College Basketball

Far from heartbreak for the defeated Huskies

By Sean Quinn

Part of it was George Mason. OK, a lot of it was George Mason. Still, long before the Patriots slipped on the glass slipper, nobody was rooting for the Connecticut Huskies – not even themselves.

The Huskies had as much talent as any team in the country, but they were as heartless as the girls that rejected me in high school. 
Their top six players will all get drafted in the first round whenever they decide to come out. At least two of them, Marcus Williams and Rudy Gay will be lottery picks. Yet, this team was missing something. Or perhaps more than one something.

The Huskies lacked consistency. Well, every team lacks consistency at some point in the season. Even Final Four-bound Florida struggled down the home stretch before winning nine in a row. But this was a different inconsistency. UConn trailed with less than 10 minutes left in three of four NCAA Tournament games. It wasn’t because they were inexperienced. It wasn’t because they were taken out of their game. It sure wasn’t because they were struggling. Teams with this much talent don’t struggle against teams like Albany. They trailed because they didn’t try.

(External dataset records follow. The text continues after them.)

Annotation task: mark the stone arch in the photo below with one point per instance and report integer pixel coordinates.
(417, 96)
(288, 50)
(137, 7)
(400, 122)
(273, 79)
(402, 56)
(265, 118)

They seemed disinterested in what was going on. Marcus Williams may have been eyeing some new laptops on press row. Rudy Gay may have been wondering how on earth Gerry McNamara beat him out for the distinction of the conference’s most overrated player. And maybe Hilton Armstrong was still growing.

This team lacked emotion. The starting five combined had nowhere near the kind of passion we saw in Adam Morrison’s eyes during the opening round of the tournament. Nor did you feel for any Husky the way you felt when Morrison’s eyes swelled up with time still on the clock in the Zags’ loss in the Sweet 16. Sure, Armstrong and Denham Brown didn’t have the walk-off ovation that J.J. Redick had in Duke’s loss to LSU. We didn’t get to see if there was any pain in the UConn seniors’ eyes. But the lack of heart this team exhibited made you not really even care if there was.

Connecticut seemed more like the cruel-hearted 1980 Russian hockey team than the free-spirited, lay-it-all-on-the-line Americans.

The Huskies just relied on their ability to get them a win. They didn’t have to play for 35 minutes because they could overcome any deficit if they showed up for the last five. After all, they do have six future NBA first-rounders. That theory worked against Albany. It didn’t work against Washington but they won anyhow. And it didn’t work against George Mason. Jim Calhoun knew it wouldn’t work because Cinderella always shows up well in advance of the five-minute mark in the second half.

Let’s not forget that it’s a good thing to expect to win. Michael Jordan, Tiger Woods, all the greats expect to win. It’s repulsive, though, to expect to win without earning it. Cheering for a team like that, a team like UConn, is like rooting for Paris Hilton to get more money.

Soon most of the Huskies we saw on the floor Sunday will be earning millions. It seemed that most of them were already there. They weren’t living for the moment, the shot at going to the Final Four. The Patriots were like kids in a candy store, while the Huskies felt no shame stealing candy from a baby.

There was no doubt, there still isn’t a doubt that Connecticut is more talented than any team in the Final Four. But in March, talent isn’t enough. It wasn’t enough for Duke, Memphis or Villanova. And even though UConn had more talent than any other No. 1 seed, they lacked heart. In the tournament, heart always beats talent. It did on Sunday, anyhow.